Abstract
The term simulator fidelity has become enormously important in the scope of simulation research, when assessing training efficiency and the transfer of training to real flight. It is defined as the degree to which a flight simulator matches the characteristics of the real aircraft. Objective simulator fidelity provides an engineering standard, by attacking the fidelity problem with comparison of simulator and the actual flight over some quantitative measures. Research flight simulators encompass some differences from commercial flight simulators. They require high flexibility and versatility concerning the cockpit layout and visual and motion systems, as well as flight simulation models. It should be easy to modify the flight simulation model or other software and hardware components of the simulator. To support this, there is a need for a flexible automated test methodology, in order to determine the fidelity of the most relevant simulator subsystems, since they are often modified during the life cycle of the simulator. This methodology not only shall support automated execution but also enable automated generation of the test cases which are subject to change as well as simulator components. The Institute of Flight Systems (FT) at the German Aerospace Center (DLR) has a recon-figurable flight simulator, the Air Vehicle Simulator (AVES), for research of rotorcraft and fixed-wing aircraft.

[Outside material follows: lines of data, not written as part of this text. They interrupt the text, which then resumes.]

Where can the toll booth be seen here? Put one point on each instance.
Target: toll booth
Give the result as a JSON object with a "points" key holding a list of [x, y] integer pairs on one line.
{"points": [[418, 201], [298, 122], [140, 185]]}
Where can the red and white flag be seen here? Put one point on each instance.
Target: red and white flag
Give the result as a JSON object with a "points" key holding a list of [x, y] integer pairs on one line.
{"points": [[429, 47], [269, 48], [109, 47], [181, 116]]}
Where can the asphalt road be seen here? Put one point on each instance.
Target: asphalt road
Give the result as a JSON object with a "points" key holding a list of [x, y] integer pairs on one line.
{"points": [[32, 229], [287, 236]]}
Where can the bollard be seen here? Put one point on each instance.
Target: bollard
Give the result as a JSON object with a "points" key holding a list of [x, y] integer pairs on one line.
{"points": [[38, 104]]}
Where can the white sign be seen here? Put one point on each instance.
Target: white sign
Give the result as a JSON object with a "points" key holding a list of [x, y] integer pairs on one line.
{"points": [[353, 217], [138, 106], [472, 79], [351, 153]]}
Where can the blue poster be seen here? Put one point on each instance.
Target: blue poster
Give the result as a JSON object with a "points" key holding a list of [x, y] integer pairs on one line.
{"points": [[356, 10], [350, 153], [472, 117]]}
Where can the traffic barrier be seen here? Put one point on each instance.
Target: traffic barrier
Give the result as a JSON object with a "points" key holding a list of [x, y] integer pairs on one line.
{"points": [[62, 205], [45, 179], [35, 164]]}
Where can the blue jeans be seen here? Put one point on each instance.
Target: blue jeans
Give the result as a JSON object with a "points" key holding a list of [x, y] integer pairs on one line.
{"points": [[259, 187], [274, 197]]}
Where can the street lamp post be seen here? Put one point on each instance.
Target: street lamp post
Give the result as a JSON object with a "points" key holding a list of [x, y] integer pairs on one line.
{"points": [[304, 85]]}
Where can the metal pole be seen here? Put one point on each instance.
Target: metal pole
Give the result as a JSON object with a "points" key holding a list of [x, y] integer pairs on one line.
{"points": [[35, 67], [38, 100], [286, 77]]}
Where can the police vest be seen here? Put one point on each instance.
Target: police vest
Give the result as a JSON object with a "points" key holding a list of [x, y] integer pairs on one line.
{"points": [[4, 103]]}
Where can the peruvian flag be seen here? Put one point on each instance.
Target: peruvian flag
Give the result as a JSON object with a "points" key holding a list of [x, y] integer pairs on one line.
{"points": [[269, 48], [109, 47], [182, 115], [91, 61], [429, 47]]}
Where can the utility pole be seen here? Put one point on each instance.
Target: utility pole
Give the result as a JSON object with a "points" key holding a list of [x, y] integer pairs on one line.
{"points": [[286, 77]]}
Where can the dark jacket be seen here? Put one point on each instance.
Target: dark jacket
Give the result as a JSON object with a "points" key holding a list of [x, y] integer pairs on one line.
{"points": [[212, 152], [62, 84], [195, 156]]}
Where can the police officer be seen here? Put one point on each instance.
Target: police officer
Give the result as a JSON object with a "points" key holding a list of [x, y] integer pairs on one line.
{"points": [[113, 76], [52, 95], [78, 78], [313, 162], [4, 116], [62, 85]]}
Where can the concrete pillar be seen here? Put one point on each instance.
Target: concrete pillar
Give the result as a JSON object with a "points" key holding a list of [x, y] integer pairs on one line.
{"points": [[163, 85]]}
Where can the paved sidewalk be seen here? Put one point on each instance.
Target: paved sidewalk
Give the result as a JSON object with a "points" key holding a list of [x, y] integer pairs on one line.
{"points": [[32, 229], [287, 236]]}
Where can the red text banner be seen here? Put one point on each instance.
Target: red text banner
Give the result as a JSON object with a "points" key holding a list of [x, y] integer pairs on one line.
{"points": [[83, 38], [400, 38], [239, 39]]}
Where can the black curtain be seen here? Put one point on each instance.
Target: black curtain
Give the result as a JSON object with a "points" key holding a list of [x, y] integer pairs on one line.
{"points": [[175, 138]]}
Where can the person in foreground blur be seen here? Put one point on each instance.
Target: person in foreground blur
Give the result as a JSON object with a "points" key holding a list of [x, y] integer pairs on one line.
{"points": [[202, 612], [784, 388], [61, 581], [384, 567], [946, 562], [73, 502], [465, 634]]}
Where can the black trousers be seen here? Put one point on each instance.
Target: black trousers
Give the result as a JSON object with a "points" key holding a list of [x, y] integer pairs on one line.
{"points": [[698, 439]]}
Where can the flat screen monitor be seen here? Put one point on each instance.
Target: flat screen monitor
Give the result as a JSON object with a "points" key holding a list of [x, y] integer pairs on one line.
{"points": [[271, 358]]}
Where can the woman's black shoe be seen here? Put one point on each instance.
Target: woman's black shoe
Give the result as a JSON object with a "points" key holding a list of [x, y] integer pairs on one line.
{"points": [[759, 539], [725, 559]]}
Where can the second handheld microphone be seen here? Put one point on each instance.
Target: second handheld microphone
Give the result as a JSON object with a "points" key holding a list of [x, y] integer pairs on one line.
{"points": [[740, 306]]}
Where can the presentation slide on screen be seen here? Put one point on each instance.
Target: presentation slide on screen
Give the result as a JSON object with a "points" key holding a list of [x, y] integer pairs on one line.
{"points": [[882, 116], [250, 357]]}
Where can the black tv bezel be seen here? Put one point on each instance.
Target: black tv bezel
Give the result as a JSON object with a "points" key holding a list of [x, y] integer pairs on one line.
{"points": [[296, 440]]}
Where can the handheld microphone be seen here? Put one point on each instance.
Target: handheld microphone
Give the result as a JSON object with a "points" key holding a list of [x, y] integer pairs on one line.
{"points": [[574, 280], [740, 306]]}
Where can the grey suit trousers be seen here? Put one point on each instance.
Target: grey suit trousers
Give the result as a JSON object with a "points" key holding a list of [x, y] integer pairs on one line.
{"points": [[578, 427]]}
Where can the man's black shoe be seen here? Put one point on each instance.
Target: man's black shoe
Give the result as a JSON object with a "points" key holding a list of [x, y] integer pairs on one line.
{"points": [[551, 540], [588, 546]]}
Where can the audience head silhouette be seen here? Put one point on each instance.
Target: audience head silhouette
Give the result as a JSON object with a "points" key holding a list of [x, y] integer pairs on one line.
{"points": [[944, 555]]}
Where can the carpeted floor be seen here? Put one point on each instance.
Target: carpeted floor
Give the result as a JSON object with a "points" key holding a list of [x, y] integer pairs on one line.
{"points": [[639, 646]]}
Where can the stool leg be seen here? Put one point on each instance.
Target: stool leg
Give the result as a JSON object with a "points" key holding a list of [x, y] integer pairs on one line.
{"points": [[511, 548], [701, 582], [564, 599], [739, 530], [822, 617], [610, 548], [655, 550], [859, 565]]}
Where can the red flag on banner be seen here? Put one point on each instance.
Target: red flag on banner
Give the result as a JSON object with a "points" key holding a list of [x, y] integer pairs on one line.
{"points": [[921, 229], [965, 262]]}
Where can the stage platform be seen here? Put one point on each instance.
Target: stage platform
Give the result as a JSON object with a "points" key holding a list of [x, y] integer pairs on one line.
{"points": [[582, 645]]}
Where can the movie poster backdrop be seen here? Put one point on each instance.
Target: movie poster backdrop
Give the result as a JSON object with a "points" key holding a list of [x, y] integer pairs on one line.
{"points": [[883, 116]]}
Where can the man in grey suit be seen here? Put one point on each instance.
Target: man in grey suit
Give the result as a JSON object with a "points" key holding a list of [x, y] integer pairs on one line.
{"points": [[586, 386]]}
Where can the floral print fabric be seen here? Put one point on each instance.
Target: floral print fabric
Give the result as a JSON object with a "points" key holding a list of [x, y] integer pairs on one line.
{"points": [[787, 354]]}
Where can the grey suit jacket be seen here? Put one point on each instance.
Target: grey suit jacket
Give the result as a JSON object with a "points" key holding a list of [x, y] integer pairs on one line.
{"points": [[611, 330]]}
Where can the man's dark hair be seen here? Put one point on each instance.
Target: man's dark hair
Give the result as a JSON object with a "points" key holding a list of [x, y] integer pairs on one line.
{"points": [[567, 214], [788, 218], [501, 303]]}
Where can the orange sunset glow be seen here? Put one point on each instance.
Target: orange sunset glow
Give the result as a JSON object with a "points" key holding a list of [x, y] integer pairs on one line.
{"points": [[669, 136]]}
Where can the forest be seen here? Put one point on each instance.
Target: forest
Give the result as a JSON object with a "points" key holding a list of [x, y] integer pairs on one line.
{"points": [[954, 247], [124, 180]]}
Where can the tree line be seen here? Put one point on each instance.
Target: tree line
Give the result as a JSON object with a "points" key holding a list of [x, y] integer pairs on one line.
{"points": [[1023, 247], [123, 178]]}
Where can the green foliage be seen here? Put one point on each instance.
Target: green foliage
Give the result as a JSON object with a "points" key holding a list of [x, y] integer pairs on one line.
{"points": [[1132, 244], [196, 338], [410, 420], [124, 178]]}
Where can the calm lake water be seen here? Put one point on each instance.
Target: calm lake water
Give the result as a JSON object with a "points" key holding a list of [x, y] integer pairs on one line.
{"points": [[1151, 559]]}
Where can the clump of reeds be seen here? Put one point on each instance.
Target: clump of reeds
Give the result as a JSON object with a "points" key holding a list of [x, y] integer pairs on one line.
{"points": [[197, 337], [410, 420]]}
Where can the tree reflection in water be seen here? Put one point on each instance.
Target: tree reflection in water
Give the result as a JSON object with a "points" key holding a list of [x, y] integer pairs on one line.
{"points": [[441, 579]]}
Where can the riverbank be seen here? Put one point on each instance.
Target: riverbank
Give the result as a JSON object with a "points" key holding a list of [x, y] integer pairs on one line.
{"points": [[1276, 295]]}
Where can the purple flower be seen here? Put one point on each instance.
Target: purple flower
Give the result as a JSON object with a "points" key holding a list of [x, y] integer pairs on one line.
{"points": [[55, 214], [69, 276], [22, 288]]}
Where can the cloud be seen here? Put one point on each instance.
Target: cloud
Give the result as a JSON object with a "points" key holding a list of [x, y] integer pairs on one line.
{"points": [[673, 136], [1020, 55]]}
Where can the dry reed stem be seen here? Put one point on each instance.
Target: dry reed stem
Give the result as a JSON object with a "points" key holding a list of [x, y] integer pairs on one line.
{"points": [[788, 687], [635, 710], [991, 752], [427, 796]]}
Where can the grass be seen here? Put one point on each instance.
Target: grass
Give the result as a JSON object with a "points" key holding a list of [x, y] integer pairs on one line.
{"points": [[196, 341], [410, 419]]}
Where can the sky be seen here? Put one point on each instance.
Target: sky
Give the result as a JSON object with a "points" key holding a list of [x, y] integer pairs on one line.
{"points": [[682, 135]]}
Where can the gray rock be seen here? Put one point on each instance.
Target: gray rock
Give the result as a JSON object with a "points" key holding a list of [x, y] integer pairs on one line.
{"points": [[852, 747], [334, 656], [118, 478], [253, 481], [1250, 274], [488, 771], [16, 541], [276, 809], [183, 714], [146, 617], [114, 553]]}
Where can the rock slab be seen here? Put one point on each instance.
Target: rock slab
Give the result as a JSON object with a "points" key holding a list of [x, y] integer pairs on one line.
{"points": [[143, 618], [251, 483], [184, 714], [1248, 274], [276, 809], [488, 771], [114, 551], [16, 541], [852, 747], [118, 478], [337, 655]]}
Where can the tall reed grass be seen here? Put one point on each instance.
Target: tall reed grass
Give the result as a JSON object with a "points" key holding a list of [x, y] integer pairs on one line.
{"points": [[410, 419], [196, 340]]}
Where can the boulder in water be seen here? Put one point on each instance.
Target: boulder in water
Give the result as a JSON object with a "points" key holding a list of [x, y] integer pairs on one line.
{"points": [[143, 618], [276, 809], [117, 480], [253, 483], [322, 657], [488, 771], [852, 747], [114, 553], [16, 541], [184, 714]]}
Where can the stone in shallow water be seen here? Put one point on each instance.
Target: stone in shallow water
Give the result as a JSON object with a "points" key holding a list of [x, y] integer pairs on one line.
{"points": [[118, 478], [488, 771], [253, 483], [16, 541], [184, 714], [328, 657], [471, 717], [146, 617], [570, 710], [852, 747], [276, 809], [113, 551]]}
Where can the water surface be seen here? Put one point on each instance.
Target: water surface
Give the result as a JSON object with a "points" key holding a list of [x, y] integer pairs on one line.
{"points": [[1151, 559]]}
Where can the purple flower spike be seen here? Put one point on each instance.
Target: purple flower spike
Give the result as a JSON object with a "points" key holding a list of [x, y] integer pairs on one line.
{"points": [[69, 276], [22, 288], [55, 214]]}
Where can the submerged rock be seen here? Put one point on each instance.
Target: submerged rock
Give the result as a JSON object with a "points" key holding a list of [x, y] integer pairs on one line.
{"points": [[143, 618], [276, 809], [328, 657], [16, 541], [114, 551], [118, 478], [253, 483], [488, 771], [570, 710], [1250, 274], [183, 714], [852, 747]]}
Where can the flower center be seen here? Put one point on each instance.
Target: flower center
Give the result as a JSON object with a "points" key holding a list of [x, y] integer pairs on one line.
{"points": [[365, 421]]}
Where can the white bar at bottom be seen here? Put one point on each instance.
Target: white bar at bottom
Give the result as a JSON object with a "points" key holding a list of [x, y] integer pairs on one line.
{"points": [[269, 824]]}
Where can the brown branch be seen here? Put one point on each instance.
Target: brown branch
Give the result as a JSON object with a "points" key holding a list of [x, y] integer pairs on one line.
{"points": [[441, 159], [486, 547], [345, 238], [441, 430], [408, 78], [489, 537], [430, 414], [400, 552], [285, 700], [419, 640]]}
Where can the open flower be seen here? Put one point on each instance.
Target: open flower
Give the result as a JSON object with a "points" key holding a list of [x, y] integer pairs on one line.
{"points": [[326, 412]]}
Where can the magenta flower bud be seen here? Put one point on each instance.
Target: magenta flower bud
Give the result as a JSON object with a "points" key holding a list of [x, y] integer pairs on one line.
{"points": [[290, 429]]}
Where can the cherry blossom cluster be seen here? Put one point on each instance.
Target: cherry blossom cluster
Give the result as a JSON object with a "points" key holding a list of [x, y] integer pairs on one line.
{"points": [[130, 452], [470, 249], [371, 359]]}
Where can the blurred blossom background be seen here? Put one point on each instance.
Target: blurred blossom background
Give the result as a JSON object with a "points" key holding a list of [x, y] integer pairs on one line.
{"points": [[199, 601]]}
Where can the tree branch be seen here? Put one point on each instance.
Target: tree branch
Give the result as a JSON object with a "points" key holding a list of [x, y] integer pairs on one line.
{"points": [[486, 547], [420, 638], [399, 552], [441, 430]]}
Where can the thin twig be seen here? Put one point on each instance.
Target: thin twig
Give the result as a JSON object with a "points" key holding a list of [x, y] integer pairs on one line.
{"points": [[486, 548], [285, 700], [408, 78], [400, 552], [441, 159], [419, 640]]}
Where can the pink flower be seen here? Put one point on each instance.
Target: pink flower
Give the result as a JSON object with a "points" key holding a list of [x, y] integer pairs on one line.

The study reported in this paper adopts a Model Based Testing approach to tackle the high flexibility requirement of AVES. The outcome of the paper is a metamodel for model-based objective flight simulator evaluation. Metamodeling has been carried out in two levels. An Experimental Frame Ontology (EFO) has been developed adopting experimental frames from Discrete Event System Specification (DEVS), and as an upper ontology to specify a formal structure for a simulation test. Then in Objective Fidelity Evaluation Ontology (OFEO) that builds upon EFO, domain specific meta-test definitions are captured.